An environmental remedial investigation (RI) is collecting and analysing data to determine the extent and nature of contamination at a specific site and to develop a plan for that site's cleanup or remediation. An RI's goal is to determine the nature and extent of the contamination and the best way to protect public health and the environment.

A comprehensive site assessment includes reviewing available information, interviews with property owners and operators, and collecting soil, groundwater, surface water, and air samples for laboratory analysis. The data collected is then analysed to determine the nature and extent of the contamination, including the types of contaminants, their concentrations, and the potential risks to human health and the environment.

Following the analysis of the data, a remediation plan is created that outlines the steps that will be taken to clean up the contamination. The plan will typically include the following:

  • A description of the remedial technology or technologies that will be used.
  • A timeline for the cleanup process.
  • A cost estimate for the remediation.

Overall, the environmental remedial investigation is essential for ensuring that contaminated sites are cleaned up properly while protecting the environment and public health.

What is the federal Superfund program?

The federal Superfund program, also known as the Comprehensive Environmental Response, Compensation, and Liability Act (CERCLA), was created in 1980 to clean up and remediate abandoned or uncontrolled hazardous waste sites in the United States.

The Superfund program is managed by the Environmental Protection Agency (EPA). It provides funds to clean up contaminated sites where no responsible party can be identified, or responsible parties cannot afford to pay for the cleanup. The program is funded by taxes on petroleum and chemical industries and fines and penalties assessed against parties responsible for hazardous waste releases.

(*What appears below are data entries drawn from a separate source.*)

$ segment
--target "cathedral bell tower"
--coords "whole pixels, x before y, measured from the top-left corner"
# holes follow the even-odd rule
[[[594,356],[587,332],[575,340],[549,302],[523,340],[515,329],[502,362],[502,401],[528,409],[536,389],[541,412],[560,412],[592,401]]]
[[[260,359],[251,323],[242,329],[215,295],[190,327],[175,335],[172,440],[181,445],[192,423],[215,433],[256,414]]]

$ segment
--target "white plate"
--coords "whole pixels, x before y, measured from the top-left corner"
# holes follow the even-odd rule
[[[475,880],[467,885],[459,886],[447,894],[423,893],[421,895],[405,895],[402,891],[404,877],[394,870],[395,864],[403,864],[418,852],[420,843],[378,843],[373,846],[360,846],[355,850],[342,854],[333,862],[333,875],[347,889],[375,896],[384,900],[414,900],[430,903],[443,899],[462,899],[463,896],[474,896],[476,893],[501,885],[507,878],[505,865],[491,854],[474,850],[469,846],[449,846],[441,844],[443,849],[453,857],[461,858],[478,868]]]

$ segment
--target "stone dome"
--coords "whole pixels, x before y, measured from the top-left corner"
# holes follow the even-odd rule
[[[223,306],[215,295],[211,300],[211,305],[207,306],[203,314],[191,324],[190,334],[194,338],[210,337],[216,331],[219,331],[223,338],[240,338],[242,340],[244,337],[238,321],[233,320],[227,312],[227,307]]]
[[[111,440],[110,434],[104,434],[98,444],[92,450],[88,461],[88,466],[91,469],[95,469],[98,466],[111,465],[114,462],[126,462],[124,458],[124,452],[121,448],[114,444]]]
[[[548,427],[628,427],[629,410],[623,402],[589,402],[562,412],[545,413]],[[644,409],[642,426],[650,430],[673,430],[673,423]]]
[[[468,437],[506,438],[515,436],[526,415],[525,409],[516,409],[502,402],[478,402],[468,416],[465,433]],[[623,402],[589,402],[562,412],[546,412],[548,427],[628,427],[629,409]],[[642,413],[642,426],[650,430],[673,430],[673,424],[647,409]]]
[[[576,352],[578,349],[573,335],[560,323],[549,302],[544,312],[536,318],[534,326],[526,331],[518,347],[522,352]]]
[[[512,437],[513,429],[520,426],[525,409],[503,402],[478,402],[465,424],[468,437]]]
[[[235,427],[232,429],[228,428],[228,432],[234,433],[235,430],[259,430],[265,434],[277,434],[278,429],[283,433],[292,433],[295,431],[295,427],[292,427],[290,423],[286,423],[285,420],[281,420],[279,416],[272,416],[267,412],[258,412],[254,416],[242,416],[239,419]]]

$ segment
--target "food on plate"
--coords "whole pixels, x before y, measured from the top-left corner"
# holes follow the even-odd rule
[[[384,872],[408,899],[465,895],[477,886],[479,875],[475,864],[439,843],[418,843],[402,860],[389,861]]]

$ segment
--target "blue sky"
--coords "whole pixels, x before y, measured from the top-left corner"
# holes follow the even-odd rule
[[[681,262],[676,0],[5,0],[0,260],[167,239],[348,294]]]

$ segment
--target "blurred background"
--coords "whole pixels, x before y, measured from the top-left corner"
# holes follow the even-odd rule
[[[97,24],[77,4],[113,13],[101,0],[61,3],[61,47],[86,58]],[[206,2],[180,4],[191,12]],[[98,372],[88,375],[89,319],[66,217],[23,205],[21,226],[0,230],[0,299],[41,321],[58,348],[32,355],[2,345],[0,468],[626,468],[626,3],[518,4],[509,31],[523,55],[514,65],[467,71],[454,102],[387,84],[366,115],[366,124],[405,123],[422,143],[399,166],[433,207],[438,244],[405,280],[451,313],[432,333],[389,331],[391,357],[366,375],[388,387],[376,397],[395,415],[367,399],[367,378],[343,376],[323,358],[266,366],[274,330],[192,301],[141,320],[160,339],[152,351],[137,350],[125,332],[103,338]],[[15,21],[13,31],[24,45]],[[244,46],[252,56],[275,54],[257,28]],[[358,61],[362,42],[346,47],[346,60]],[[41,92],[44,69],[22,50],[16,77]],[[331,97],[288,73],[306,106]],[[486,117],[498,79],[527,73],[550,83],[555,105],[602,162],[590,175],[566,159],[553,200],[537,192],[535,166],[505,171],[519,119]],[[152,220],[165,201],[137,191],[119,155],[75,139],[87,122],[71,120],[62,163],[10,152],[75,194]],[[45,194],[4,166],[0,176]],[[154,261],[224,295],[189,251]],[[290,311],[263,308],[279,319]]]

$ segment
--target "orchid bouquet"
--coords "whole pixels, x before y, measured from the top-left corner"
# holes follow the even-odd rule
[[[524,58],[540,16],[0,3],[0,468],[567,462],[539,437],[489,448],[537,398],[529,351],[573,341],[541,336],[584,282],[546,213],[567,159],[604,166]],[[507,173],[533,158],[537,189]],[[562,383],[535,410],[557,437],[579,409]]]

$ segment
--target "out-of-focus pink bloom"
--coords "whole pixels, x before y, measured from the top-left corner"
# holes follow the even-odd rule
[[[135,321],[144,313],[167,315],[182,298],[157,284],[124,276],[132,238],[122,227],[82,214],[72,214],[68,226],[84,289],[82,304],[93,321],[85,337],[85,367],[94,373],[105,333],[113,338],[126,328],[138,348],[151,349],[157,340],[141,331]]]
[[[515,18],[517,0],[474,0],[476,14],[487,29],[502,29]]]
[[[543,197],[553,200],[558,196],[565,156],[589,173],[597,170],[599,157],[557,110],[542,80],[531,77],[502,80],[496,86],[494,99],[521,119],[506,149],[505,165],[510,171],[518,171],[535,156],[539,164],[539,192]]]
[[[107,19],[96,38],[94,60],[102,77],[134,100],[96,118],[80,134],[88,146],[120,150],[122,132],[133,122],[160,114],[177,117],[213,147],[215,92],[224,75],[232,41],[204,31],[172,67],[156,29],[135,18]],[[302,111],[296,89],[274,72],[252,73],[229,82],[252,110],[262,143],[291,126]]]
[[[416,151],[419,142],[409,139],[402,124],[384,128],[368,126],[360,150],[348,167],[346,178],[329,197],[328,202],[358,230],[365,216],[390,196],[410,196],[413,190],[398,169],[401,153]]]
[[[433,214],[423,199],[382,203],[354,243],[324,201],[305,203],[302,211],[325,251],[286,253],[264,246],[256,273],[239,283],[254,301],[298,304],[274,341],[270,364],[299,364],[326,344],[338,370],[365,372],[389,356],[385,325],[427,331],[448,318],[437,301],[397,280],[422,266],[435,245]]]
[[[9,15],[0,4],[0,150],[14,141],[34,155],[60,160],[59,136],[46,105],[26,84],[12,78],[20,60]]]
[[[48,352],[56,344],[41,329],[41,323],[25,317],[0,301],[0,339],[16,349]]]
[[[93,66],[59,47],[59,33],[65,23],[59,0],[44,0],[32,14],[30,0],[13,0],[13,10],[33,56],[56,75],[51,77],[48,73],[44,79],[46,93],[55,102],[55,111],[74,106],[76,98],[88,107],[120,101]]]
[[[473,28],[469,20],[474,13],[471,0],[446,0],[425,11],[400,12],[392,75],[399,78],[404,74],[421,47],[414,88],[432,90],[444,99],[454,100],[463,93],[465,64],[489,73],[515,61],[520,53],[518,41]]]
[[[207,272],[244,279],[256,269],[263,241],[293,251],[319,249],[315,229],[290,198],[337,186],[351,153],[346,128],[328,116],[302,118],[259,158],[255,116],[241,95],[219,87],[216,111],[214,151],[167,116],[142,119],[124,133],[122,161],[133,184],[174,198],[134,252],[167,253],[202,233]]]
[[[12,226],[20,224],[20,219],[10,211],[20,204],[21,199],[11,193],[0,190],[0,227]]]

The Superfund program focuses on identifying and assessing hazardous waste sites, determining the extent of the contamination, and developing and implementing remediation plans to clean up the area. The program also aims to prevent future contamination by enforcing environmental laws and regulations and promoting environmentally sustainable practices.

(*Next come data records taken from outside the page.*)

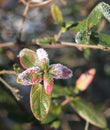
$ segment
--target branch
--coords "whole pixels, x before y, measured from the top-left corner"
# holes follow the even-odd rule
[[[11,91],[11,93],[13,94],[13,96],[15,97],[15,99],[18,101],[21,99],[21,96],[18,94],[19,89],[12,87],[11,85],[9,85],[4,79],[2,79],[0,77],[0,81],[6,86],[7,89],[9,89]]]
[[[40,45],[38,43],[37,40],[32,40],[33,43],[36,43],[37,45]],[[13,42],[6,42],[6,43],[0,43],[0,48],[3,48],[3,47],[10,47],[10,46],[14,46],[15,43]],[[30,45],[30,44],[29,44]],[[99,49],[99,50],[103,50],[103,51],[110,51],[110,48],[107,48],[107,47],[104,47],[104,46],[101,46],[101,45],[91,45],[91,44],[78,44],[78,43],[73,43],[73,42],[58,42],[58,43],[53,43],[53,44],[47,44],[47,45],[40,45],[44,48],[62,48],[63,46],[72,46],[72,47],[76,47],[78,48],[79,50],[82,50],[82,49],[87,49],[87,48],[90,48],[90,49]]]
[[[18,39],[21,39],[21,36],[22,36],[22,31],[23,31],[24,23],[25,23],[26,16],[27,16],[27,13],[28,13],[28,10],[29,10],[29,5],[30,5],[30,0],[28,2],[26,2],[26,6],[25,6],[25,9],[24,9],[24,12],[23,12],[23,18],[22,18],[22,21],[21,21],[21,27],[20,27]]]
[[[27,4],[26,0],[20,0],[24,5]],[[35,8],[35,7],[40,7],[40,6],[44,6],[50,2],[53,2],[54,0],[46,0],[40,3],[30,3],[29,7]]]
[[[38,41],[36,40],[35,41],[37,45],[40,45],[38,43]],[[87,49],[87,48],[90,48],[90,49],[99,49],[99,50],[103,50],[103,51],[110,51],[110,48],[107,48],[107,47],[104,47],[104,46],[101,46],[101,45],[91,45],[91,44],[78,44],[78,43],[73,43],[73,42],[57,42],[56,44],[52,44],[52,45],[41,45],[43,46],[44,48],[62,48],[63,46],[72,46],[72,47],[76,47],[78,48],[79,50],[82,50],[82,49]]]
[[[0,74],[16,74],[16,72],[13,70],[2,70],[0,71]]]
[[[10,47],[10,46],[14,46],[14,45],[15,45],[15,43],[13,43],[13,42],[0,43],[0,48]]]
[[[86,121],[86,125],[85,125],[85,129],[84,130],[88,130],[89,129],[89,122]]]
[[[86,48],[91,48],[91,49],[100,49],[104,51],[110,51],[110,48],[106,48],[101,45],[90,45],[90,44],[78,44],[78,43],[71,43],[71,42],[60,42],[61,45],[65,46],[73,46],[80,49],[86,49]]]

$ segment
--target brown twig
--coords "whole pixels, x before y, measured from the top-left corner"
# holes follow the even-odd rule
[[[38,41],[36,41],[36,44],[38,44]],[[40,44],[38,44],[40,45]],[[103,51],[110,51],[110,48],[106,48],[104,46],[101,46],[101,45],[91,45],[91,44],[77,44],[77,43],[73,43],[73,42],[58,42],[56,44],[52,44],[52,45],[41,45],[42,47],[44,48],[62,48],[63,46],[71,46],[71,47],[76,47],[78,48],[79,50],[82,50],[82,49],[87,49],[87,48],[90,48],[90,49],[99,49],[99,50],[103,50]]]
[[[86,121],[86,125],[85,125],[84,130],[88,130],[88,129],[89,129],[89,122],[88,122],[88,121]]]
[[[13,70],[1,70],[0,75],[2,74],[16,74],[16,72]]]
[[[62,33],[63,33],[62,30],[60,30],[60,31],[58,32],[58,34],[54,36],[55,41],[58,41],[58,40],[60,39]]]
[[[14,88],[14,87],[12,87],[11,85],[9,85],[9,84],[8,84],[4,79],[2,79],[1,77],[0,77],[0,82],[2,82],[2,83],[6,86],[6,88],[9,89],[9,90],[12,92],[13,96],[16,98],[17,101],[20,100],[21,96],[18,94],[19,89]]]
[[[90,48],[90,49],[100,49],[104,51],[110,51],[110,48],[105,48],[104,46],[101,46],[101,45],[77,44],[77,43],[71,43],[71,42],[60,42],[60,44],[65,45],[65,46],[73,46],[78,49]]]
[[[33,40],[37,45],[40,45],[38,44],[38,40]],[[9,47],[9,46],[14,46],[15,43],[13,42],[7,42],[7,43],[0,43],[0,48],[3,48],[3,47]],[[101,45],[91,45],[91,44],[77,44],[77,43],[73,43],[73,42],[58,42],[56,44],[52,44],[52,45],[40,45],[44,48],[62,48],[63,46],[72,46],[72,47],[76,47],[78,48],[79,50],[81,49],[86,49],[86,48],[90,48],[90,49],[99,49],[99,50],[103,50],[103,51],[110,51],[110,48],[106,48],[104,46],[101,46]]]
[[[27,4],[27,2],[25,0],[20,0],[24,5]],[[40,3],[30,3],[29,7],[32,7],[32,8],[35,8],[35,7],[41,7],[41,6],[44,6],[50,2],[52,2],[54,0],[46,0],[46,1],[43,1],[43,2],[40,2]]]
[[[14,46],[14,45],[15,45],[15,43],[13,43],[13,42],[0,43],[0,48],[11,47],[11,46]]]
[[[65,106],[66,104],[68,104],[70,102],[70,99],[65,99],[62,103],[61,106]]]
[[[20,32],[19,32],[18,39],[21,39],[21,36],[22,36],[24,22],[25,22],[25,19],[26,19],[28,10],[29,10],[29,5],[30,5],[30,0],[28,2],[26,2],[26,7],[25,7],[24,12],[23,12],[23,19],[22,19],[22,22],[21,22],[21,29],[20,29]]]

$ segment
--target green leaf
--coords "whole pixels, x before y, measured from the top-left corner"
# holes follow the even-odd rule
[[[98,37],[99,37],[98,44],[100,44],[104,47],[110,47],[110,36],[109,35],[99,33]]]
[[[100,6],[97,5],[90,15],[87,18],[87,29],[88,31],[91,30],[95,25],[97,25],[102,17],[102,11]]]
[[[42,84],[32,86],[30,93],[31,110],[36,119],[42,121],[46,118],[51,103],[51,94],[46,94]]]
[[[110,47],[110,36],[103,33],[92,34],[91,41],[96,45]]]
[[[91,106],[88,106],[87,103],[82,101],[80,98],[74,98],[70,102],[73,109],[87,122],[100,127],[100,128],[107,128],[105,118],[97,113]]]
[[[38,43],[40,45],[45,45],[45,44],[52,44],[55,43],[55,38],[54,37],[44,37],[44,38],[39,38]]]
[[[58,99],[53,99],[50,107],[49,114],[46,119],[42,122],[43,124],[51,123],[58,119],[60,113],[62,112],[62,106],[59,105],[60,101]]]
[[[34,51],[30,49],[23,49],[19,54],[20,63],[23,68],[27,69],[38,65],[38,58]]]
[[[55,23],[62,26],[64,21],[63,21],[62,13],[60,9],[58,8],[58,6],[56,5],[51,6],[51,14],[52,14],[53,19],[55,20]]]
[[[79,32],[79,31],[86,31],[87,32],[87,20],[84,19],[82,21],[80,21],[79,23],[77,23],[76,27],[71,28],[71,30],[75,31],[75,32]]]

The Superfund program has been instrumental in cleaning up thousands of contaminated sites across the United States, protecting public health and the environment from the risks posed by hazardous waste. However, the program has faced criticism for its slow pace of cleanup and for its reliance on taxpayer funds to pay for cleanups. Nonetheless, it remains a critical tool for addressing hazardous waste contamination and protecting public health and the environment.